The effects of quinpirole, a specific dopamine DA2 receptor agonist, were investigated on both cardiovascular responses in conscious dogs and catecholamine release from the adrenal medulla in anesthetized dogs. In conscious normal dogs, i.v. quinpirole (30 micrograms/kg) elicited a decrease in blood pressure and a marked increase in heart rate associated with a rise in plasma catecholamine levels. The increase in heart rate is due to both baroreflex and central mechanisms because a slight but significant positive chronotropic effect persists in sinoaortic denervated dogs (i.e., animals deprived of baroreflex pathways).

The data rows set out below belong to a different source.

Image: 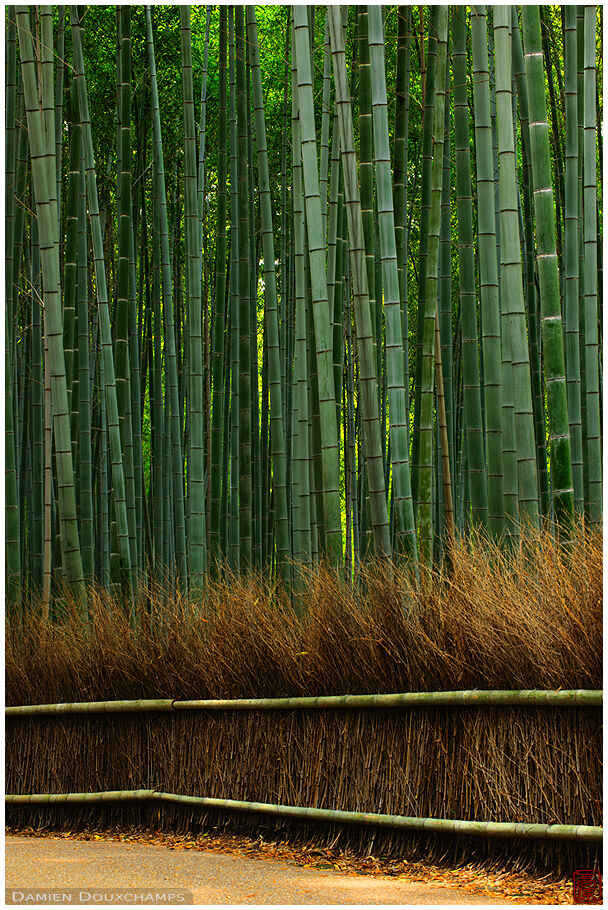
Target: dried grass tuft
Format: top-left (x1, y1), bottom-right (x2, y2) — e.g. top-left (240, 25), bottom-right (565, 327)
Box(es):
top-left (6, 527), bottom-right (602, 872)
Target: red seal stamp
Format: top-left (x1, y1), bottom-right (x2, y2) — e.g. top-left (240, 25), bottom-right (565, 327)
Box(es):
top-left (572, 869), bottom-right (602, 904)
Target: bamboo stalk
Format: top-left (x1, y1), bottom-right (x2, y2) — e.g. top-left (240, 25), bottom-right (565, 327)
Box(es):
top-left (5, 790), bottom-right (604, 843)
top-left (4, 689), bottom-right (603, 717)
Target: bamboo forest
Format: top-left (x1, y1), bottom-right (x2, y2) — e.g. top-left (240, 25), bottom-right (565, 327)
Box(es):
top-left (5, 5), bottom-right (603, 612)
top-left (5, 4), bottom-right (604, 884)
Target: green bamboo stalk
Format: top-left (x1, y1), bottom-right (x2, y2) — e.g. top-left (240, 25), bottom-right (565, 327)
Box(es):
top-left (367, 6), bottom-right (417, 563)
top-left (146, 6), bottom-right (187, 581)
top-left (328, 7), bottom-right (390, 558)
top-left (235, 7), bottom-right (252, 568)
top-left (114, 6), bottom-right (137, 567)
top-left (564, 6), bottom-right (585, 514)
top-left (209, 6), bottom-right (228, 561)
top-left (291, 16), bottom-right (312, 565)
top-left (412, 6), bottom-right (439, 518)
top-left (76, 142), bottom-right (95, 584)
top-left (435, 55), bottom-right (454, 536)
top-left (17, 6), bottom-right (86, 608)
top-left (247, 7), bottom-right (291, 580)
top-left (582, 6), bottom-right (602, 524)
top-left (522, 6), bottom-right (574, 526)
top-left (471, 6), bottom-right (504, 535)
top-left (418, 6), bottom-right (448, 567)
top-left (355, 6), bottom-right (381, 401)
top-left (4, 689), bottom-right (604, 717)
top-left (228, 8), bottom-right (240, 570)
top-left (452, 6), bottom-right (488, 527)
top-left (293, 6), bottom-right (342, 564)
top-left (494, 6), bottom-right (539, 525)
top-left (180, 6), bottom-right (207, 590)
top-left (4, 6), bottom-right (21, 604)
top-left (70, 7), bottom-right (131, 586)
top-left (511, 7), bottom-right (550, 516)
top-left (393, 6), bottom-right (412, 382)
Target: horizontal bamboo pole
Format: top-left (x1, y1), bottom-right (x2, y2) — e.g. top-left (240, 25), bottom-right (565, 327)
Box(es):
top-left (5, 689), bottom-right (602, 717)
top-left (4, 698), bottom-right (174, 717)
top-left (5, 790), bottom-right (603, 843)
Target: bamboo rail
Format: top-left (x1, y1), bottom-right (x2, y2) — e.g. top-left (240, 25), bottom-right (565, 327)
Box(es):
top-left (5, 689), bottom-right (603, 717)
top-left (5, 790), bottom-right (603, 843)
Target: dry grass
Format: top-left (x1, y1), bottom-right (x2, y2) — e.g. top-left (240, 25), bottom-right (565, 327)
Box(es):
top-left (6, 528), bottom-right (602, 873)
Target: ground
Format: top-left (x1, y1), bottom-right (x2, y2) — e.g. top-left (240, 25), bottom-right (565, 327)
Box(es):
top-left (6, 830), bottom-right (572, 905)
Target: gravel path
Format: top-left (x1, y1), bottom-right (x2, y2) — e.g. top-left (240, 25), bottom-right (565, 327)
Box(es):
top-left (5, 836), bottom-right (506, 905)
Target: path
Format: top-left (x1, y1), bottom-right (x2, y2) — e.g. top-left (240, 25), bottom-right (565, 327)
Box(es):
top-left (6, 836), bottom-right (509, 906)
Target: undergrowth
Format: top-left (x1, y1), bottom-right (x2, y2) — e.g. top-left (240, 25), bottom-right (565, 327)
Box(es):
top-left (5, 527), bottom-right (602, 875)
top-left (6, 527), bottom-right (602, 704)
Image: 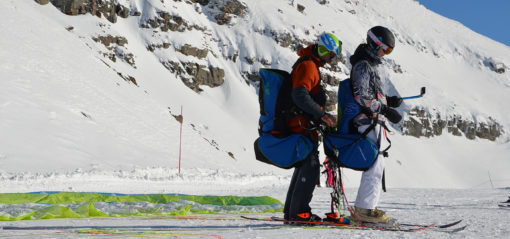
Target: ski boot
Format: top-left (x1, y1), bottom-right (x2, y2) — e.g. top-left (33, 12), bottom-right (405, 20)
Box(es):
top-left (322, 212), bottom-right (351, 225)
top-left (288, 212), bottom-right (322, 226)
top-left (352, 207), bottom-right (395, 224)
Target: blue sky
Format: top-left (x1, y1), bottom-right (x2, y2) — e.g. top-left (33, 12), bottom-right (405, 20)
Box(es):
top-left (418, 0), bottom-right (510, 46)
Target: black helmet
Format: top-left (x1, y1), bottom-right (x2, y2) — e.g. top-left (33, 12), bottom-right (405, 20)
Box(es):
top-left (367, 26), bottom-right (395, 54)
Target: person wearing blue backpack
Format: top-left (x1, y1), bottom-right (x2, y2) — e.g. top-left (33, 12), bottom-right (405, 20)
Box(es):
top-left (284, 33), bottom-right (342, 221)
top-left (349, 26), bottom-right (402, 223)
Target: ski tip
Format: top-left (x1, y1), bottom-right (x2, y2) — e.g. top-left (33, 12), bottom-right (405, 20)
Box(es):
top-left (450, 225), bottom-right (468, 233)
top-left (437, 219), bottom-right (462, 228)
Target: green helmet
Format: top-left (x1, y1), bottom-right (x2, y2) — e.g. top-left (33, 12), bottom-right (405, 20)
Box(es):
top-left (317, 33), bottom-right (342, 57)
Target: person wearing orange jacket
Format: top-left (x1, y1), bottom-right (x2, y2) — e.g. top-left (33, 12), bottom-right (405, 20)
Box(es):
top-left (283, 33), bottom-right (342, 221)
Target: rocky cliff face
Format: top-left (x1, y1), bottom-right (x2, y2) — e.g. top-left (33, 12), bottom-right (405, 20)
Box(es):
top-left (35, 0), bottom-right (508, 141)
top-left (402, 108), bottom-right (504, 141)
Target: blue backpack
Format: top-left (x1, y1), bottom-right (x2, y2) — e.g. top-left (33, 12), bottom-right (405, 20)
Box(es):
top-left (254, 66), bottom-right (314, 169)
top-left (324, 79), bottom-right (379, 171)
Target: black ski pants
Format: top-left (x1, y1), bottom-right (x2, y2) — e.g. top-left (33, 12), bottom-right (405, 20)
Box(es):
top-left (283, 148), bottom-right (320, 219)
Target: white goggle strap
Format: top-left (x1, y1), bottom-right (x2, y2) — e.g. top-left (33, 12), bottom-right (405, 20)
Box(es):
top-left (368, 30), bottom-right (390, 51)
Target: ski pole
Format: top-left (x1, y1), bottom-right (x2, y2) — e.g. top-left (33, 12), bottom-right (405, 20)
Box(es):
top-left (402, 87), bottom-right (425, 100)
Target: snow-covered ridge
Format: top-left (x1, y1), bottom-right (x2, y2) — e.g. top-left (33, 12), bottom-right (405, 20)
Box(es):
top-left (33, 0), bottom-right (508, 140)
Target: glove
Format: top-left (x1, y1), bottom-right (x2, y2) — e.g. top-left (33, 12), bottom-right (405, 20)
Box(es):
top-left (381, 105), bottom-right (402, 124)
top-left (386, 96), bottom-right (402, 108)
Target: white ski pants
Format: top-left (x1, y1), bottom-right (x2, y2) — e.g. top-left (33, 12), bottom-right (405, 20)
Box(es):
top-left (355, 125), bottom-right (387, 209)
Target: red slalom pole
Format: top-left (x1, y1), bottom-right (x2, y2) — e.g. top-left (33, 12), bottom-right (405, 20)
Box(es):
top-left (179, 105), bottom-right (184, 176)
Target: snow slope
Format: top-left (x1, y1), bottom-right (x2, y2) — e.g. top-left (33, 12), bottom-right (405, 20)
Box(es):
top-left (0, 0), bottom-right (510, 194)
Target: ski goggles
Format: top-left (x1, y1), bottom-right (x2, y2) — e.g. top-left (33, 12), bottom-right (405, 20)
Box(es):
top-left (317, 41), bottom-right (342, 58)
top-left (368, 31), bottom-right (393, 55)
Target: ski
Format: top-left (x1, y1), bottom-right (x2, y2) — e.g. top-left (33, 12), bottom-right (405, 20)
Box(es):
top-left (271, 217), bottom-right (462, 228)
top-left (241, 216), bottom-right (435, 232)
top-left (399, 219), bottom-right (462, 228)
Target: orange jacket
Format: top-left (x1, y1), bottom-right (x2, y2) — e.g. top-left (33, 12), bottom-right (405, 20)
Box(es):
top-left (292, 45), bottom-right (324, 94)
top-left (289, 45), bottom-right (324, 135)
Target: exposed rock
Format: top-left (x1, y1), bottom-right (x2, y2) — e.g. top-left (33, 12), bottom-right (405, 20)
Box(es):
top-left (92, 35), bottom-right (136, 68)
top-left (483, 57), bottom-right (507, 74)
top-left (162, 61), bottom-right (225, 92)
top-left (178, 44), bottom-right (209, 59)
top-left (214, 0), bottom-right (248, 25)
top-left (297, 4), bottom-right (305, 13)
top-left (117, 72), bottom-right (138, 86)
top-left (47, 0), bottom-right (130, 23)
top-left (403, 108), bottom-right (504, 141)
top-left (92, 35), bottom-right (128, 47)
top-left (140, 12), bottom-right (205, 32)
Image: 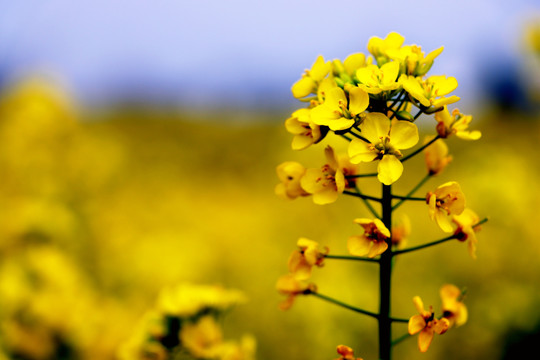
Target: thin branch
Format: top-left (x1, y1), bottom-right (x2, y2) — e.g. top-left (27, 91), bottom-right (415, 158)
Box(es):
top-left (310, 292), bottom-right (379, 319)
top-left (392, 173), bottom-right (431, 211)
top-left (324, 254), bottom-right (379, 262)
top-left (400, 135), bottom-right (440, 162)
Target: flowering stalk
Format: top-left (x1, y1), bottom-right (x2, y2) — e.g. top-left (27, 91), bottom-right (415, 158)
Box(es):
top-left (276, 33), bottom-right (486, 360)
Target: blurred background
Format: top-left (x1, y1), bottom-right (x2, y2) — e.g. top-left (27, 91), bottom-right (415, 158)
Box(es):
top-left (0, 0), bottom-right (540, 359)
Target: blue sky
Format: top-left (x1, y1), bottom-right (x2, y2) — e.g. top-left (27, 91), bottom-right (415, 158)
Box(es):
top-left (0, 0), bottom-right (540, 107)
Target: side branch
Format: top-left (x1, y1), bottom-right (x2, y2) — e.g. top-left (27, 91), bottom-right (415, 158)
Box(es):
top-left (310, 291), bottom-right (379, 319)
top-left (324, 254), bottom-right (379, 262)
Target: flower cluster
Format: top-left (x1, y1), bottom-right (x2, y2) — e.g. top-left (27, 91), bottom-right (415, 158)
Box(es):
top-left (409, 284), bottom-right (468, 352)
top-left (275, 33), bottom-right (486, 359)
top-left (119, 284), bottom-right (255, 360)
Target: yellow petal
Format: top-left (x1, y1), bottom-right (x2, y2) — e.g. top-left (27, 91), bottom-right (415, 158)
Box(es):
top-left (377, 155), bottom-right (403, 185)
top-left (348, 139), bottom-right (379, 164)
top-left (390, 120), bottom-right (419, 149)
top-left (347, 86), bottom-right (369, 115)
top-left (418, 328), bottom-right (433, 352)
top-left (360, 113), bottom-right (390, 144)
top-left (409, 314), bottom-right (426, 335)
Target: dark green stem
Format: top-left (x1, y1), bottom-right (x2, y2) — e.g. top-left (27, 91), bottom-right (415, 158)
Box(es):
top-left (310, 292), bottom-right (379, 318)
top-left (392, 173), bottom-right (431, 211)
top-left (401, 135), bottom-right (440, 162)
top-left (379, 185), bottom-right (392, 360)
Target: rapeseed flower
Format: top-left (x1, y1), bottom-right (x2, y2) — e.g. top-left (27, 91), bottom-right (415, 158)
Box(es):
top-left (426, 181), bottom-right (465, 232)
top-left (349, 113), bottom-right (418, 185)
top-left (347, 218), bottom-right (390, 258)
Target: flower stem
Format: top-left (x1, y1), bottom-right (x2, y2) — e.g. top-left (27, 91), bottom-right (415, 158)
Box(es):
top-left (324, 254), bottom-right (379, 262)
top-left (392, 173), bottom-right (431, 211)
top-left (310, 291), bottom-right (379, 318)
top-left (379, 185), bottom-right (392, 360)
top-left (401, 135), bottom-right (440, 162)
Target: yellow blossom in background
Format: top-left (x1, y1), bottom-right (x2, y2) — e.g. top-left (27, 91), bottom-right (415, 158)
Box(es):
top-left (349, 113), bottom-right (418, 185)
top-left (424, 137), bottom-right (452, 175)
top-left (288, 238), bottom-right (329, 280)
top-left (300, 146), bottom-right (346, 205)
top-left (426, 181), bottom-right (465, 232)
top-left (399, 75), bottom-right (459, 108)
top-left (392, 213), bottom-right (411, 249)
top-left (335, 345), bottom-right (362, 360)
top-left (311, 85), bottom-right (369, 131)
top-left (367, 32), bottom-right (405, 61)
top-left (440, 284), bottom-right (468, 327)
top-left (452, 208), bottom-right (480, 259)
top-left (275, 161), bottom-right (309, 200)
top-left (156, 283), bottom-right (246, 316)
top-left (285, 108), bottom-right (322, 150)
top-left (435, 106), bottom-right (482, 140)
top-left (347, 219), bottom-right (390, 258)
top-left (408, 296), bottom-right (450, 352)
top-left (291, 56), bottom-right (332, 99)
top-left (276, 274), bottom-right (317, 310)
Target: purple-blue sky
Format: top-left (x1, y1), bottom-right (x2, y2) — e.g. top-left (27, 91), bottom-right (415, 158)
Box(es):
top-left (0, 0), bottom-right (540, 106)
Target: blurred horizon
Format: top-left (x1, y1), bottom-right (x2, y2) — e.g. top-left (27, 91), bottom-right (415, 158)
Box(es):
top-left (0, 0), bottom-right (540, 111)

The central origin of this excitatory effect was confirmed by two subsequent protocols: intracisterna magna injection of quinpirole (5 micrograms/kg) increased blood pressure, heart rate and plasma catecholamines; i.v. domperidone reversed the hypotensive effect of i.v. quinpirole into a pressor response. The rise in plasma catecholamines was associated with an increase in plasma vasopressin levels. In anesthetized dogs, i.v. quinpirole (10 micrograms/kg/min during 12 min), which also decreased blood pressure, failed to modify epinephrine (and norepinephrine) release from the adrenal medulla whatever the stimulation frequencies (1, 3 and 5 Hz) of the sectioned splanchnic nerve. Similar results were obtained with apomorphine (5 micrograms/kg/min during 12 min). These results show that two mechanisms are involved in the action of quinpirole: first, a peripheral depressor action (which elicits the decrease in blood pressure) and secondly, a central pressor component involving an increase in both sympathetic tone and vasopressin release. They also demonstrate clearly that peripheral DA2 receptors are not involved in the control of catecholamine release from the adrenal medulla under in vivo conditions.